Al mattino Gerda raccontò tutto quello che i colombi selvatici le avevano detto, e la figlia del brigante diventò seria, ma piegò la testa dicendo: «È lo stesso, è lo stesso! Tu sai dove si trova la Lapponia?» chiese alla renna.
«Chi dovrebbe saperlo meglio di me?» rispose l’animale, e i suoi occhi brillavano di gioia «là sono nata e cresciuta, là ho saltato sui campi di neve!»

«Ascolta!» disse la figlia del brigante a Gerda. «Vedi, tutti i nostri uomini sono andati via, ma la mamma è ancora qui, e qui resta; ma quando comincia il giorno si mette a bere da quel grosso bottiglione e poi fa un pisolino; a quel punto farò qualcosa per te!» Intanto saltò giù dal letto, si precipitò al collo della madre, le tirò i baffi e disse: «Mio caro caprone, buon giorno!». E la madre le pizzicò il naso finché non divenne rosso e blu, ma erano tutte manifestazioni di affetto.
Quando la madre, bevuta la sua bottiglia, si mise a riposare, la figlia del brigante andò dalla renna e disse: «Mi piacerebbe tanto continuare a farti il solletico molte altre volte con il mio coltello affilato, perché sei così divertente, ma non importa, scioglierò la corda e ti aiuterò a fuggire in modo che tu possa tornare in Lapponia; ma tu dovrai correre più forte che potrai, e portare questa fanciulla al castello della regina della neve dove si trova il suo compagno di giochi. Hai sentito quello che lei ha raccontato, perché ha parlato a voce alta, e tu ascolti sempre!».
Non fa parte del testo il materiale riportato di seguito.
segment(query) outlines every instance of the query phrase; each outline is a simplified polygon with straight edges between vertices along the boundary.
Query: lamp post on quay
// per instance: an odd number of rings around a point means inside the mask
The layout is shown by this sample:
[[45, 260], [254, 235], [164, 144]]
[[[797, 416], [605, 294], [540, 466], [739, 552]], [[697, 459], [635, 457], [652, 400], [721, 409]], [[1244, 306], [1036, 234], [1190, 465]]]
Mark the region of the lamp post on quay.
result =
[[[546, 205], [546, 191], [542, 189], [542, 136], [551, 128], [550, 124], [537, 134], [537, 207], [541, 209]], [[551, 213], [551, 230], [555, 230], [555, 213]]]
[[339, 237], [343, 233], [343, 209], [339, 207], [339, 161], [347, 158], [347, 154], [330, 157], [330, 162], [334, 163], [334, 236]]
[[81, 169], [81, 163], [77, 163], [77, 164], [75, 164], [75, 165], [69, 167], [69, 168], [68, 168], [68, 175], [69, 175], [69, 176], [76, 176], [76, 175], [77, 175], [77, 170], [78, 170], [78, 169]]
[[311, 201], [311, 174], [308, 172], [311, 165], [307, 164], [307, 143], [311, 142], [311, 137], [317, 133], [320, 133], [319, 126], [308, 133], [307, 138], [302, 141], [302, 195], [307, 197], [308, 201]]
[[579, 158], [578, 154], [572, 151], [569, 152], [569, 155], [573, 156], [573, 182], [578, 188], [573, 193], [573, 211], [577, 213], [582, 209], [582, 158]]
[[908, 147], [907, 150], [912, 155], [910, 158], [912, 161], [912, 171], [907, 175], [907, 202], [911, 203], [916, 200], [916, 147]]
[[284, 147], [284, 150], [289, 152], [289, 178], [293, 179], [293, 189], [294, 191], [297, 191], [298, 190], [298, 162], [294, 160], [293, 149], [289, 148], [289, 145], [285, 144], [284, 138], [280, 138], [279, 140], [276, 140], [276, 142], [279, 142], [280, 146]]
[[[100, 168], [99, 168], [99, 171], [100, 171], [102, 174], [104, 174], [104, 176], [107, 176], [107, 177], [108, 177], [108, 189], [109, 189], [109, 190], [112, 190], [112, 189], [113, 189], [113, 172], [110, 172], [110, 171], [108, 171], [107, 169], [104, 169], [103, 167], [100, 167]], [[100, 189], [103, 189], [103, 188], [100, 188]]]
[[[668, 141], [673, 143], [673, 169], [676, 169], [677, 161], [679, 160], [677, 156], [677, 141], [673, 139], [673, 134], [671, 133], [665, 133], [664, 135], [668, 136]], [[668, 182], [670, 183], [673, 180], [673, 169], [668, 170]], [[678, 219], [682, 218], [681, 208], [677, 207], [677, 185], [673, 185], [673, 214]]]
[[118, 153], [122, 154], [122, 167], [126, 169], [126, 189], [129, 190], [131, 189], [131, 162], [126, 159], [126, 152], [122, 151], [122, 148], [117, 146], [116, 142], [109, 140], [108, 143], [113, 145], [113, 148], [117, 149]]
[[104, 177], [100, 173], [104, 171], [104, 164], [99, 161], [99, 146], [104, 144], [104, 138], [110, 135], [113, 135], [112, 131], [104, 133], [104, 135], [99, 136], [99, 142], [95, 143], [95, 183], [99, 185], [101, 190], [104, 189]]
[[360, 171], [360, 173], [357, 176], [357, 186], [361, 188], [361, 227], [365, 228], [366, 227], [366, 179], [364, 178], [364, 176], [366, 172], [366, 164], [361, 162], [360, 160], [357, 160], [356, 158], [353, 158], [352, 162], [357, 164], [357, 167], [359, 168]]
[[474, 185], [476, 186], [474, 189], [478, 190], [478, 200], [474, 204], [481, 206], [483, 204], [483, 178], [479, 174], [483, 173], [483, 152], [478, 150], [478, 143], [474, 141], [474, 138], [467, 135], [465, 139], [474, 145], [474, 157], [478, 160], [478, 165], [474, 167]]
La renna saltò di gioia. La figlia del brigante aiutò la piccola Gerda a salire in groppa, fu attenta a legarla ben stretta e le diede persino un cuscino su cui sedere. «Eccoti i tuoi stivaletti di pelo» esclamò «perché là farà freddo, ma il manicotto lo tengo io perché è troppo grazioso! Comunque anche tu non devi gelare, eccoti i guantoni di mia madre, ti arriveranno certo fino al gomito, infilali. Adesso hai le mani proprio come quelle della mia brutta mamma!»
Gerda pianse di gioia.

«Non mi piace che tu pianga!» disse la figlia del brigante. «Adesso devi apparire contenta! Eccoti due pani e un prosciutto, così non avrai fame.» Li sistemò sul dorso della renna, aprì la porta, rinchiuse tutti i cani e tagliò la corda col coltello, dicendo alla renna: «Corri, su! Ma stai bene attenta alla bambina».
Gerda tese le mani con i guantoni verso la figlia del brigante e salutò e la renna partì passando sopra cespugli e sterpi, attraverso il grande bosco, oltre steppe e paludi, più in fretta che potè. I lupi ululavano e le cornacchie gridavano. “Fut fut!” si sentì un crepitio nel cielo, che si illuminò tutto di rosso.
«Ecco la mia cara aurora boreale!» disse la renna «guarda come brilla!» e corse ancora più in fretta, giorno e notte; i pani vennero mangiati, e anche il prosciutto, ma intanto erano giunte in Lapponia.